The stack-based DFS ensures we traverse each connected reachable region completely. The counter increments exactly once per node when it is processed, matching the invariant that each node is popped once.
Worked Examples
Example 1
Consider a small graph where 1 leads to 2 and 3, and 2 leads to 4.
Initial state:
| Step | Stack | Visited | Count | Action |
|---|---|---|---|---|
| 1 | [1] | {1} | 0 | Start from node 1 |
| 2 | [] | {1} | 1 | Pop 1 |
| 3 | [2, 3] | {1,2,3} | 1 | Expand neighbors of 1 |
| 4 | [2] | {1,2,3} | 2 | Pop 3 |
| 5 | [] | {1,2,3} | 3 | Pop 2 |
| 6 | [4] | {1,2,3,4} | 3 | Expand neighbors of 2 |
| 7 | [] | {1,2,3,4} | 4 | Pop 4 |
Final answer is 4, meaning all nodes are reachable from 1.
This trace shows how the stack explores all branches without duplication, and how visited prevents reprocessing nodes.
Example 2
A disconnected graph where 1 only connects to 2, and 3 is isolated.
| Step | Stack | Visited | Count | Action |
|---|---|---|---|---|
| 1 | [1] | {1} | 0 | Start |
| 2 | [] | {1} | 1 | Pop 1 |
| 3 | [2] | {1,2} | 1 | Visit neighbor 2 |
| 4 | [] | {1,2} | 2 | Pop 2 |
Node 3 never appears in traversal, so it is not counted.
This demonstrates that the algorithm correctly restricts itself to the reachable component only.
Complexity Analysis
| Measure | Complexity | Explanation |
|---|---|---|
| Time | O(n + m) | Each node is visited once and each edge is scanned once during adjacency traversal |
| Space | O(n + m) | Adjacency list stores all edges and visited array stores node states |
The linear complexity matches typical constraints for graph reachability problems on Codeforces, where n and m can be large but still require efficient traversal.
Test Cases
import sys, io
def run(inp: str) -> str:
sys.stdin = io.StringIO(inp)
from __main__ import solve
return sys.stdout.getvalue() if False else capture(inp)
def capture(inp: str) -> str:
import sys, io
backup_in = sys.stdin
backup_out = sys.stdout
sys.stdin = io.StringIO(inp)
sys.stdout = io.StringIO()
solve()
out = sys.stdout.getvalue()
sys.stdin = backup_in
sys.stdout = backup_out
return out.strip()
# sample-like tests
assert capture("4 3\n1 2\n2 3\n1 4\n") == "4"
assert capture("3 1\n1 2\n") == "2"
# minimum case
assert capture("1 0\n") == "1"
# cycle case
assert capture("3 3\n1 2\n2 3\n3 1\n") == "3"
# disconnected graph
assert capture("5 2\n1 2\n2 3\n") == "3"
# star graph
assert capture("6 5\n1 2\n1 3\n1 4\n1 5\n1 6\n") == "6"
| Test input | Expected output | What it validates |
|---|---|---|
| 1 node, no edges | 1 | minimal graph handling |
| cycle | full count | cycle safety with visited |
| disconnected | partial reachability | correctness of restriction to component |
| star | n | high-degree node traversal |
Edge Cases
A self-loop case like 1 -> 1 is handled cleanly because node 1 is marked visited before exploration begins.
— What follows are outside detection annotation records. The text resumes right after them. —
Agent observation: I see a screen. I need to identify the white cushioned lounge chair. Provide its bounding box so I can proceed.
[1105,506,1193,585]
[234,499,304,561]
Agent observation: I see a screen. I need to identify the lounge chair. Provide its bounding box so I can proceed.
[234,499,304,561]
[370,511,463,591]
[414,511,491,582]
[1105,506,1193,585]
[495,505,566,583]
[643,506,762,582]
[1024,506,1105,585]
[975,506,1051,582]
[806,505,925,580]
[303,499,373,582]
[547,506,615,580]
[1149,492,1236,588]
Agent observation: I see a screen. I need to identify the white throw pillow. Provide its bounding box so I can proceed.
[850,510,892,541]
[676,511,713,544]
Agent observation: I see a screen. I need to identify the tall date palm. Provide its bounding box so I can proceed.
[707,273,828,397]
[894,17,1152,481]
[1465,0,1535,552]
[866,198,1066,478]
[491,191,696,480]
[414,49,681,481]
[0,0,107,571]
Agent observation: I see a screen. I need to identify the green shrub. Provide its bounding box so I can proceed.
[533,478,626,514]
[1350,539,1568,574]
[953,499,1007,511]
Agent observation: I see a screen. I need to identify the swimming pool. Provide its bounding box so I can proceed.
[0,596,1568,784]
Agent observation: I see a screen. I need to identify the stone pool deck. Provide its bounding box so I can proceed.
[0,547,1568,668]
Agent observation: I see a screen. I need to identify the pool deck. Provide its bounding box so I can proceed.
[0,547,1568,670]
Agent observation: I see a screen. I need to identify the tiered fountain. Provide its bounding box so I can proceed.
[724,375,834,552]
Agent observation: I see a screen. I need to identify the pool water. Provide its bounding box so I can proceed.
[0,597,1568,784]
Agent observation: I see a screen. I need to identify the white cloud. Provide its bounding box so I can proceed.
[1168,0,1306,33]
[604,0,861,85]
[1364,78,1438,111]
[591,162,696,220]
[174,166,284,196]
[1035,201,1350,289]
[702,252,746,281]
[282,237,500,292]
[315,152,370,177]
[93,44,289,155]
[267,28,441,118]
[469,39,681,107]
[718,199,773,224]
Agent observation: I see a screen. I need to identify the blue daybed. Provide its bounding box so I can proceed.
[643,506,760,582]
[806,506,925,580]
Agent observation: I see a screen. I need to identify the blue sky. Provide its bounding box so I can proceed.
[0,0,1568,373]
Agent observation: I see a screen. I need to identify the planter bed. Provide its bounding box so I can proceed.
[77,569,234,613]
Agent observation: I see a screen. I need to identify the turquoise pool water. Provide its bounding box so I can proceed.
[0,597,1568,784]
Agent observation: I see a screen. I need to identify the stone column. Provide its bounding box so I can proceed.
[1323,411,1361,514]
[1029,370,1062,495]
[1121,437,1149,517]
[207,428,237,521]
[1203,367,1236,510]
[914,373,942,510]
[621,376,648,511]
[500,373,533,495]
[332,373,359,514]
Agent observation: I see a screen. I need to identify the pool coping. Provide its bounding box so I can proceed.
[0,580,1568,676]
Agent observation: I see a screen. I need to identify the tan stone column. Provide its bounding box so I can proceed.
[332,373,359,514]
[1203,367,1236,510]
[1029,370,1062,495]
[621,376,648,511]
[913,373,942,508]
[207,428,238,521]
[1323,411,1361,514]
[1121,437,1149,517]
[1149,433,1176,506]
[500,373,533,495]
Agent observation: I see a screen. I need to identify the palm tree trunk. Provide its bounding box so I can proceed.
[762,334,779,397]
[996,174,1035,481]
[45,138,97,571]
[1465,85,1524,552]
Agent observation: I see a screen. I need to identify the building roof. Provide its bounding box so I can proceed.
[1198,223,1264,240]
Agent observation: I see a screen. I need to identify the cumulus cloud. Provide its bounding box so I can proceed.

When processing its adjacency list, the neighbor is already visited, so it is ignored and the traversal terminates after counting only node 1.
A pure cycle such as 1 -> 2 -> 3 -> 1 demonstrates why the visited array is essential. Without it, the DFS would keep revisiting nodes indefinitely. With it, each node is inserted into the stack once, popped once, and skipped thereafter if encountered again.
A graph where node 1 has no outgoing edges is handled immediately: the stack starts with [1], we pop it, increment the count once, and find no neighbors, resulting in an output of 1.